To the oP, sorry, I assumed that the decline had happened quickly. Agree with you it shouldn't be because of overreaching/ underrecovery in that case.

That said, take heart, because i bet it'll come back quickly once you start doing higher resistance lifts and some sprints. IIRC data from the powerlifting context shows that concurrent training (strength and conditioning) works and that both CAN be improved simultaneously.

Re: Maintaining leg strength

Posted: July 1st, 2020, 2:15 am
by mict450
MartinSH4321 wrote:
June 29th, 2020, 12:17 am

(1-legged) squats and lunges should work well. My favorite power workout on the rower is 1'/3'R at R20, every rep at max.
Curious....what drag factor would you use for a workout like this?

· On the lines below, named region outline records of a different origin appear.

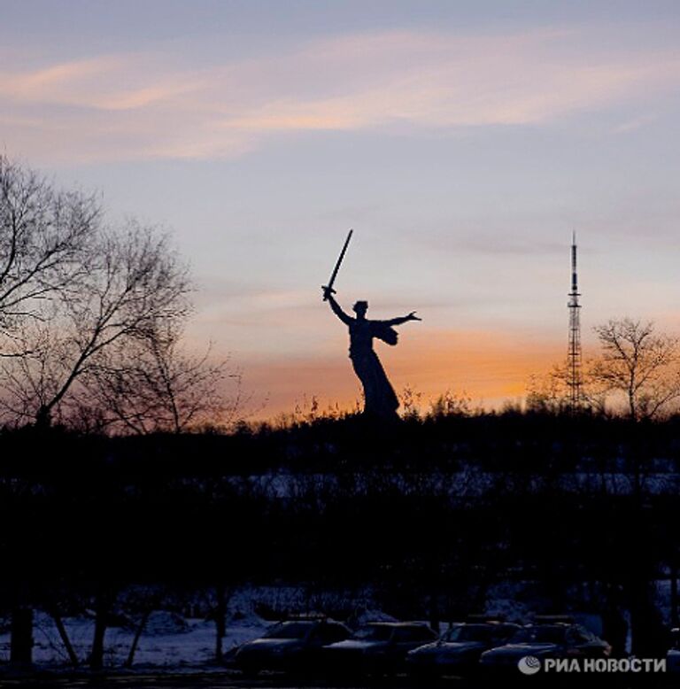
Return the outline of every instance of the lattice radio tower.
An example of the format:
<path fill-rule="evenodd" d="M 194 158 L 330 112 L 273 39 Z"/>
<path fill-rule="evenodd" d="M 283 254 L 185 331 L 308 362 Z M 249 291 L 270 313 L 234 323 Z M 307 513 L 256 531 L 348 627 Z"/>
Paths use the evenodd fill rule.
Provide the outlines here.
<path fill-rule="evenodd" d="M 581 370 L 581 305 L 578 298 L 578 275 L 576 273 L 576 233 L 571 240 L 571 291 L 567 305 L 569 309 L 569 353 L 568 353 L 568 386 L 569 408 L 576 412 L 581 406 L 583 392 L 583 374 Z"/>

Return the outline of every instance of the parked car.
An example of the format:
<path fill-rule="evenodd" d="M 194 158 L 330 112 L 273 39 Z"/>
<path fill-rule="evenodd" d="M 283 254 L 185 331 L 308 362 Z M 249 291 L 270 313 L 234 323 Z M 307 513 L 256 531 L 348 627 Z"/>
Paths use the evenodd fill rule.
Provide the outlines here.
<path fill-rule="evenodd" d="M 484 651 L 507 643 L 520 629 L 519 624 L 491 619 L 453 624 L 438 640 L 410 651 L 406 667 L 419 675 L 471 672 Z"/>
<path fill-rule="evenodd" d="M 324 618 L 281 622 L 261 638 L 241 646 L 228 664 L 248 675 L 261 670 L 313 671 L 319 668 L 321 648 L 351 633 L 344 624 Z"/>
<path fill-rule="evenodd" d="M 423 623 L 370 623 L 351 639 L 328 646 L 324 657 L 328 667 L 336 672 L 391 674 L 404 668 L 409 651 L 437 637 Z"/>
<path fill-rule="evenodd" d="M 565 621 L 556 621 L 556 620 Z M 611 646 L 582 624 L 566 617 L 545 617 L 539 623 L 520 629 L 507 644 L 485 651 L 480 656 L 483 668 L 517 669 L 526 656 L 542 658 L 606 658 Z M 555 621 L 553 621 L 555 620 Z M 538 622 L 537 620 L 537 622 Z"/>

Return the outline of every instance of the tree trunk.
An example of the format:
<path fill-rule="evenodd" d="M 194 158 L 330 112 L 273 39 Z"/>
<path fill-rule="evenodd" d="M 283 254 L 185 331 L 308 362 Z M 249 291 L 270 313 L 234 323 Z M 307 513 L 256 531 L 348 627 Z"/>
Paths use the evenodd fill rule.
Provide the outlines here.
<path fill-rule="evenodd" d="M 152 610 L 150 608 L 148 610 L 144 612 L 144 614 L 142 615 L 142 619 L 139 621 L 139 624 L 137 625 L 137 628 L 135 631 L 135 639 L 132 639 L 130 653 L 128 654 L 128 660 L 125 662 L 126 668 L 131 668 L 132 663 L 135 662 L 135 654 L 137 651 L 137 645 L 139 644 L 139 639 L 144 631 L 144 627 L 146 626 L 147 620 L 149 619 L 149 616 L 151 615 L 151 612 Z"/>
<path fill-rule="evenodd" d="M 30 665 L 33 662 L 33 610 L 17 606 L 12 611 L 10 662 Z"/>
<path fill-rule="evenodd" d="M 104 637 L 106 633 L 106 617 L 109 612 L 108 597 L 100 591 L 95 606 L 95 633 L 89 654 L 89 667 L 101 670 L 104 667 Z"/>
<path fill-rule="evenodd" d="M 677 561 L 673 555 L 673 562 L 670 565 L 670 623 L 677 627 L 680 623 L 677 616 Z"/>
<path fill-rule="evenodd" d="M 215 661 L 222 662 L 222 640 L 227 633 L 227 590 L 224 584 L 215 587 L 217 603 L 215 605 Z"/>
<path fill-rule="evenodd" d="M 71 639 L 68 638 L 68 633 L 66 632 L 66 628 L 64 626 L 64 621 L 61 619 L 61 615 L 56 610 L 50 610 L 50 615 L 54 620 L 57 631 L 59 632 L 61 643 L 64 644 L 64 647 L 66 649 L 68 659 L 71 661 L 71 664 L 74 668 L 78 667 L 78 656 L 75 654 Z"/>

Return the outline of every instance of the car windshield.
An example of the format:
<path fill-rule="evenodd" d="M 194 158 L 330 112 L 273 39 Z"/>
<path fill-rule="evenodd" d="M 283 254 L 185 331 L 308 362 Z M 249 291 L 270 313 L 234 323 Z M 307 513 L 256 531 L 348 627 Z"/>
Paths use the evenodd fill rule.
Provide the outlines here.
<path fill-rule="evenodd" d="M 494 630 L 486 624 L 460 624 L 452 627 L 442 637 L 444 641 L 456 643 L 458 641 L 488 641 Z"/>
<path fill-rule="evenodd" d="M 562 644 L 567 627 L 541 624 L 521 629 L 510 640 L 512 644 Z"/>
<path fill-rule="evenodd" d="M 264 639 L 305 639 L 312 629 L 309 622 L 282 622 L 274 625 L 265 635 Z"/>
<path fill-rule="evenodd" d="M 361 641 L 389 641 L 391 635 L 391 627 L 374 624 L 357 630 L 352 634 L 352 639 L 358 639 Z"/>

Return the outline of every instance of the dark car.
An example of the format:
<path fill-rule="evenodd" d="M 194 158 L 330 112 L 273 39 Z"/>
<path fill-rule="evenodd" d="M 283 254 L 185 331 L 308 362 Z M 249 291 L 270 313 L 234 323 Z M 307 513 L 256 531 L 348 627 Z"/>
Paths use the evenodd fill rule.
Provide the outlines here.
<path fill-rule="evenodd" d="M 581 624 L 554 622 L 529 624 L 507 644 L 485 651 L 480 657 L 483 668 L 518 669 L 522 658 L 607 658 L 611 646 Z"/>
<path fill-rule="evenodd" d="M 423 623 L 375 622 L 325 648 L 324 657 L 336 672 L 390 674 L 404 668 L 409 651 L 437 637 Z"/>
<path fill-rule="evenodd" d="M 420 675 L 470 672 L 484 651 L 507 643 L 520 629 L 519 624 L 499 621 L 453 624 L 437 641 L 409 652 L 406 667 L 410 673 Z"/>
<path fill-rule="evenodd" d="M 229 665 L 244 674 L 261 670 L 308 672 L 320 667 L 321 650 L 347 639 L 352 632 L 328 619 L 288 620 L 274 624 L 260 638 L 241 646 Z"/>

Re: Maintaining leg strength

Posted: July 1st, 2020, 2:22 am
by MartinSH4321
mict450 wrote:
July 1st, 2020, 2:15 am
MartinSH4321 wrote:
June 29th, 2020, 12:17 am

(1-legged) squats and lunges should work well. My favorite power workout on the rower is 1'/3'R at R20, every rep at max.
Curious....what drag factor would you use for a workout like this?
I use max drag, but there's (almost) no difference between 200 and 150 as the fan has a lot of time to slow down. I expect this would also work with "normal" drag around 120 :) It's my substitution for deadlifts as I don't train with weights.